Personal information
- Full name: Kyrylo Yuriyovych Khovayko
- Date of birth: 17 June 2001 (age 24)
- Place of birth: Dniprodzerzhynsk, Dnipropetrovsk Oblast, Ukraine
- Height: 1.78 m (5 ft 10 in)
- Position: Midfielder

Team information
- Current team: Uzhhorod (on loan from FC UCSA Tarasivka)
- Number: 77

Youth career
- 2014–2015: Inter Dnipropetrovsk
- 2015–2018: Dnipro

Senior career*
- Years: Team / Apps / (Gls)
- 2018–2022: SC Dnipro-1 / 1 / (0)
- 2023–2024: FC UCSA Tarasivka / 25 / (3)
- 2025: FC Standart Novi Sanzhary / 6 / (2)
- 2025–: FC UCSA Tarasivka / 2 / (0)
- 2026–: → Uzhhorod (loan) / 10 / (4)

= Kyrylo Khovayko =

Ukrainian footballer

Kyrylo Yuriyovych Khovayko (Кирило Юрійович Ховайко; born 17 June 2001) is a professional Ukrainian football midfielder who plays for Uzhhorod, on loan from FC UCSA Tarasivka.

==Career==
Khovayko is a product of the Inter and the Dnipro youth sportive schools in his native Dnipropetrovsk Oblast and in July 2018 he signed a contract with Ukrainian side SC Dnipro-1, that was promoted to the Ukrainian First League in this time.
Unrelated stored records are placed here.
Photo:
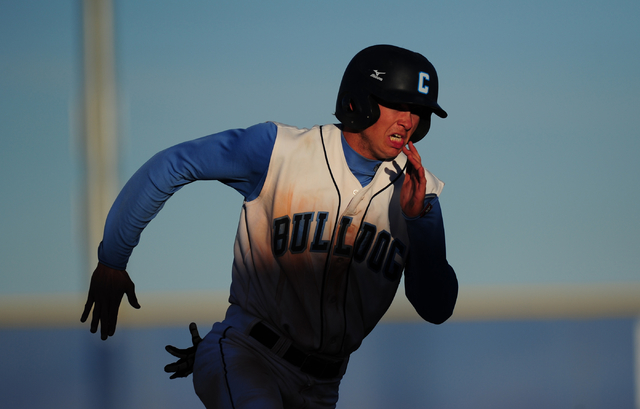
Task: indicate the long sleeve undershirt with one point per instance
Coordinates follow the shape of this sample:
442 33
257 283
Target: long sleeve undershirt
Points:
240 158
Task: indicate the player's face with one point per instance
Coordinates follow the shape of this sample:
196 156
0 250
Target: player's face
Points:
384 139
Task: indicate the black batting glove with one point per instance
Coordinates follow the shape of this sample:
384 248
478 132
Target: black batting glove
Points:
183 367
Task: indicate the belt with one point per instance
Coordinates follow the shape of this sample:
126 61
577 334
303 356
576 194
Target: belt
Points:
310 364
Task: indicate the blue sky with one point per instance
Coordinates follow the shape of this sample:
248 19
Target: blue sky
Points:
539 152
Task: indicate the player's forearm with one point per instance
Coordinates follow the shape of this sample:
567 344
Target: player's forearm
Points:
431 284
137 204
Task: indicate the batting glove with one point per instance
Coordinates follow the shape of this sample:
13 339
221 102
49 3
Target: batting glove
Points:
183 367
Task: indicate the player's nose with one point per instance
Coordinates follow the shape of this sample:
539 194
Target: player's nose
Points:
406 119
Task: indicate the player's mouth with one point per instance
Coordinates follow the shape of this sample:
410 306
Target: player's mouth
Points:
396 140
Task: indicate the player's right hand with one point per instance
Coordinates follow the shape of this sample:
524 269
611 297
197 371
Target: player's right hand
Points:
105 294
184 366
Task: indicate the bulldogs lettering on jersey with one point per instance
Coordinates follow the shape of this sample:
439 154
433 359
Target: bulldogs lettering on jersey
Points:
313 218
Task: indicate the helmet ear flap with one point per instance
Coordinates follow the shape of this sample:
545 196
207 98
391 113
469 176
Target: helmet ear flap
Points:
422 129
357 113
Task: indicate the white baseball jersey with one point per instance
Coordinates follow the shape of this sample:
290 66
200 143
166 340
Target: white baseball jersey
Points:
317 255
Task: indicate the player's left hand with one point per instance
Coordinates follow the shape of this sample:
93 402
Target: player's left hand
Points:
415 183
183 367
106 290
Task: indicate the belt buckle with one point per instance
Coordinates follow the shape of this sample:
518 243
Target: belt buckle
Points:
320 368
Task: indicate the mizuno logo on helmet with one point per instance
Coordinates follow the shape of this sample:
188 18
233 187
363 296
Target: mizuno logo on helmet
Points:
376 74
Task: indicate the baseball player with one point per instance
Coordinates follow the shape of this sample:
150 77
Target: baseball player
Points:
332 217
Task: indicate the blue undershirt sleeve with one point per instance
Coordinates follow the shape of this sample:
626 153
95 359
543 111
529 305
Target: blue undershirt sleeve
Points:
238 158
430 283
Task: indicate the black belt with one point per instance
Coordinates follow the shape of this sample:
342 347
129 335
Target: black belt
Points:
310 364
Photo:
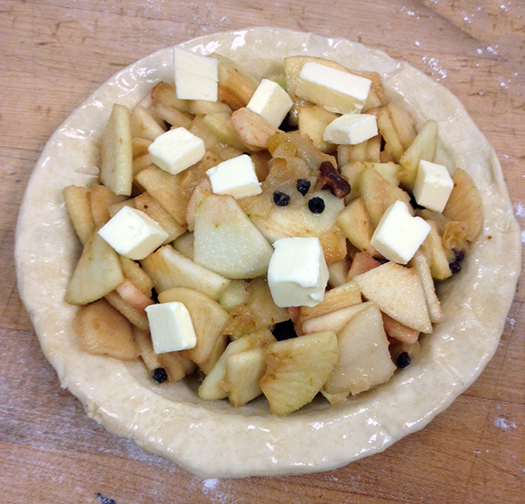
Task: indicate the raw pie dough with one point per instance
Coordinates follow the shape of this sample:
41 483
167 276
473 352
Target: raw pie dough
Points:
213 439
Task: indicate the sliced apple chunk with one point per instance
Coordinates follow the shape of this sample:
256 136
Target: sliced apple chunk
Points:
97 273
102 330
226 241
364 359
169 268
297 369
207 316
398 292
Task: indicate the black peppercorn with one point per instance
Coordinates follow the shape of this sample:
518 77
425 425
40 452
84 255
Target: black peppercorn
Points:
403 360
280 198
316 205
303 186
159 375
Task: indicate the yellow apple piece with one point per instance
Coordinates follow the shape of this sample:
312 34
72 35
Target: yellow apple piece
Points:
168 268
364 359
297 369
97 272
102 330
398 292
116 152
226 241
207 316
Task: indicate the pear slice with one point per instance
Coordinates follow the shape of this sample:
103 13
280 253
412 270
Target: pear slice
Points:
423 147
214 385
101 330
168 268
398 292
226 241
364 359
207 316
97 273
78 207
116 170
297 369
243 372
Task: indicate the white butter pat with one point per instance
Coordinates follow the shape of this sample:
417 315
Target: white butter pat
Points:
398 235
351 129
171 327
133 234
297 273
236 177
433 185
196 76
271 102
176 150
336 91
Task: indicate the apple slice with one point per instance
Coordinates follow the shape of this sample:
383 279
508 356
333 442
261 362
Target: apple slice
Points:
97 273
168 268
243 372
207 316
364 359
297 369
213 386
102 330
398 292
226 241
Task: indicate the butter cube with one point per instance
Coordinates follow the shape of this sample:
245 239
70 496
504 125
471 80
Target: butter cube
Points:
235 176
176 150
336 91
133 234
398 235
171 327
351 129
271 102
297 273
433 186
196 76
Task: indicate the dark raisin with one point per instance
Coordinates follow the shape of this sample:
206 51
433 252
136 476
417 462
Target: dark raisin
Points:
284 330
403 360
280 198
455 267
303 186
159 375
459 254
316 205
414 203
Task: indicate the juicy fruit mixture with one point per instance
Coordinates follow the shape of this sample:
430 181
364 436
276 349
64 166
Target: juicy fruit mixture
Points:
280 237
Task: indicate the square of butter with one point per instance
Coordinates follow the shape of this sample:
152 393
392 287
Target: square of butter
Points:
398 235
133 234
297 273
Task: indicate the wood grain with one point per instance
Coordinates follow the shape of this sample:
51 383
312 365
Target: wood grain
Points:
54 54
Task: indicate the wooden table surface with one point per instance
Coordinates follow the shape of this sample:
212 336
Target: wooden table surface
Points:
55 53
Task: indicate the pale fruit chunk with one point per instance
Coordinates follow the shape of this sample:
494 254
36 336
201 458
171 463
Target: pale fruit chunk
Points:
464 205
355 223
78 207
115 151
243 372
364 359
101 330
420 264
398 292
226 241
97 273
378 194
297 369
168 268
207 316
423 147
213 386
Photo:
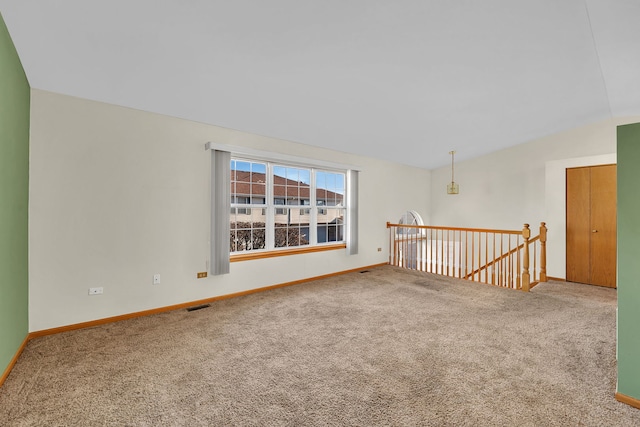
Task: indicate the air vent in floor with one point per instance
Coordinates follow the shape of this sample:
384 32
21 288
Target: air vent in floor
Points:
198 307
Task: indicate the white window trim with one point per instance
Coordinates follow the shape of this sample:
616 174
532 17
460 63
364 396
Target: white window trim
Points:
220 238
271 207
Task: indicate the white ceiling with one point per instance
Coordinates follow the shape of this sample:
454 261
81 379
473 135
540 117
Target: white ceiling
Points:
401 80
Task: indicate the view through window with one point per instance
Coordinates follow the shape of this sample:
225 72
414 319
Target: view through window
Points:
281 206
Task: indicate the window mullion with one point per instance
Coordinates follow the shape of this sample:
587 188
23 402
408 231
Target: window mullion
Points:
313 218
270 218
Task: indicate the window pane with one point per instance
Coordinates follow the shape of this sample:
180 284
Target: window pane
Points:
292 228
247 229
248 181
330 225
330 188
291 184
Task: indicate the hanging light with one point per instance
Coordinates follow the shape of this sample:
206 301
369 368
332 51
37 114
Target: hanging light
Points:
452 188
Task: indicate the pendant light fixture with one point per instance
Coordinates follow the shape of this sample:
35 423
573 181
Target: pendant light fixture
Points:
452 188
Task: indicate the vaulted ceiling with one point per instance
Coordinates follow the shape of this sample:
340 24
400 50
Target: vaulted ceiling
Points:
404 80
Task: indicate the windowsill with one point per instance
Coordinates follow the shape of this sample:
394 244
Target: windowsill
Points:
285 252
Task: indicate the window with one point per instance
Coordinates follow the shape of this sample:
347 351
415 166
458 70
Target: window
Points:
276 206
262 205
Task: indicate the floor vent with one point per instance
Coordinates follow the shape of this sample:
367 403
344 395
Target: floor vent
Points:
198 307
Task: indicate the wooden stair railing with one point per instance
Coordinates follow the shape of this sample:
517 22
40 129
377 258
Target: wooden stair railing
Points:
497 257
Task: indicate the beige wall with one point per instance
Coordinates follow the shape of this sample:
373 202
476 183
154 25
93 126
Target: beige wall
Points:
523 184
117 195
In December 2020 he was promoted to the main squad to play in the Ukrainian Premier League. Khovayko made his debut in the Ukrainian Premier League for SC Dnipro-1 as a second-half substituted player on 6 December 2020, playing in a losing away match against FC Zorya Luhansk.